These two options of using explicit vs proxy ICD hospital codes for violence identification have trade-offs. For instance, explicit codes are very likely to reflect true violence, but are potentially biased. In contrast, proxy codes are likely to include injuries not due to violence, but this misclassification is more likely to be non-differential and may result in less systematic bias. While proxy codes are not currently used for violence surveillance, they could potentially address the impacts of systematic underreporting, improving case ascertainment, and thus reveal the hidden burden of violence. To move toward the use of proxy codes for surveillance, more needs to be understood about how proxy codes compare and contrast to explicit codes with regard to their temporal and geographic distribution. However, there is no research, to our knowledge, that compares proxy codes to explicit codes in terms of trends over time, and association with county-level predictors of violence such as poverty, racial/ethnic demographics, urbanicity, employment, and education level. The contribution of such a comparison adds important information on potentially differential patterns especially in specific subgroups that are over-scrutinized and those where violence tend to be culturally silent (e.g., rural, and elder abuse).

The goals of this paper are therefore to compare the trends in violence in Minnesota by county from 2004 to 2014, and associations of county-level demographic characteristics with violence rates as measured through explicit, proxy and a combination of explicit and proxy codes using Minnesota Hospital Discharge Data. Three violence subtypes (child maltreatment, elder abuse, and intimate partner abuse) are examined to represent three important types of violence over the lifetime.

Methods

Data

Minnesota hospital discharge data

Population representative hospital administrative data from 2004 to 2014 were obtained through the Minnesota Hospital Association (MHA). Minnesota hospitals (n = 246) are required to submit all inpatient, outpatient, and emergency department claims data to MHA, which compiles these data in a statewide administrative claims database. This database contains a data point for each patient encounter with a health care provider, including diagnoses (ICD codes). Individuals could appear in the database multiple times.

ICD-9 CM codes are used to describe the diagnosis of the condition being treated. For injuries, they describe the nature of the injury (e.g. facture, cut, etc.) and body part (skull, arm, etc.). ICD-9 CM codes are the main codes included in administrative datasets because they are required for billing and reimbursement. External cause codes (E-codes) are optional additional descriptors to ICD-9 CM codes that describe when and where the injury happened, to whom or by whom, how, and intentionality (Injury Data and Resources 2015). V-codes are supplementary classification of factors influencing health status.
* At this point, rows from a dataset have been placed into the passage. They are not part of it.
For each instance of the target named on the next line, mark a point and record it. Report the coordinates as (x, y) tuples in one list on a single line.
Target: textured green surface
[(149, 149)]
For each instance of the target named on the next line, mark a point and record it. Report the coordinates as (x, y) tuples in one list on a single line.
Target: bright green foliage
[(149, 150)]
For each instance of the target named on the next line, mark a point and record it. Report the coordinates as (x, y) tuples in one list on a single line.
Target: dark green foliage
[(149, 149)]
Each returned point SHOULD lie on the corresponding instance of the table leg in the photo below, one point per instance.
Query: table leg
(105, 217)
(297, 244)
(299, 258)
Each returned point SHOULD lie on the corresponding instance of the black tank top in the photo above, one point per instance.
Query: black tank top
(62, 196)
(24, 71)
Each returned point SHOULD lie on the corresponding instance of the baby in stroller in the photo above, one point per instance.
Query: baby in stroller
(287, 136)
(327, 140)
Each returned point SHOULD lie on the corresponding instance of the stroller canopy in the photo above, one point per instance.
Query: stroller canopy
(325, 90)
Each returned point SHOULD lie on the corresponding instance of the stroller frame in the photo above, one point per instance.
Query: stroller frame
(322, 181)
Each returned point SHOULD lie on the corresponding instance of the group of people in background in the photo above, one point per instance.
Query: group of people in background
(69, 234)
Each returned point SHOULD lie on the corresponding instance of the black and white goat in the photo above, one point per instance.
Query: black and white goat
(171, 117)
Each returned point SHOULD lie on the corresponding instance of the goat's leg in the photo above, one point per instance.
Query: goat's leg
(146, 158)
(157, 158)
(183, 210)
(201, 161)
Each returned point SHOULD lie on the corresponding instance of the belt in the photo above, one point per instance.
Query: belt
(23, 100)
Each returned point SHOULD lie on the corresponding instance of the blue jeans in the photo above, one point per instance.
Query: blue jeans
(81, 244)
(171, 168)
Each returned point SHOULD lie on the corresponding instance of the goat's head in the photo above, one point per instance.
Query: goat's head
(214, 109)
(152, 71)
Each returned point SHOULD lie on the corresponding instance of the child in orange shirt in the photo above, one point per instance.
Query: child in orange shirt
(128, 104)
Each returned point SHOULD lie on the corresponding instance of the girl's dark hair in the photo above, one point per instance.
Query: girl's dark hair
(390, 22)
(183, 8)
Cross-sectional (not longitudinally-linked) MHA data on ICD-9 CM, E-codes, and V-codes from 2004 to 2014 were used to measure cases of violence for this study. These data become the numerator for the violence rates.

Population data

Population denominators to calculate county-level violence-related injury rates were obtained from the Surveillance, Epidemiology, and End Results (SEER) Program (National Cancer Institute 2021) which provides annual population level estimates by county, sex, and age for each year from 2004 to 2014. The following denominators were used for each violence subtype: age 0 to 18 for child abuse, 65 plus for elder abuse, and 16 plus for intimate partner violence.

Sociodemographic data

The 2010 Decennial Census (US Census Bureau 2021a) and the 2010 American Community Survey (ACS) (US Census Bureau 2021b) were used to provide county-level sociodemographic predictors (correlated with violence in traditional systems) of county-level violence (United States Census Bureau 2020) including: percent poverty, percent minority, urban, percent unemployed and percent less than high school education. The continuous variables are dichotomized at the mean.

Case ascertainment

Violence-related injuries were identified using both explicit and proxy methods. To avoid duplication, using a unique encounter-specific identifier, encounters with both an explicit and a proxy code were identified in the explicit count. Three subtypes of violence were analyzed: child maltreatment (people ages 0–17 years), elder abuse (people ages 65+ years) and intimate partner violence (people ages 16+ years). Appropriate population denominators were applied to create incidence rates. These three subtypes of violence were chosen based on being representative of different forms of violence throughout one’s lifespan and availability of research identifying proxy codes, as described below.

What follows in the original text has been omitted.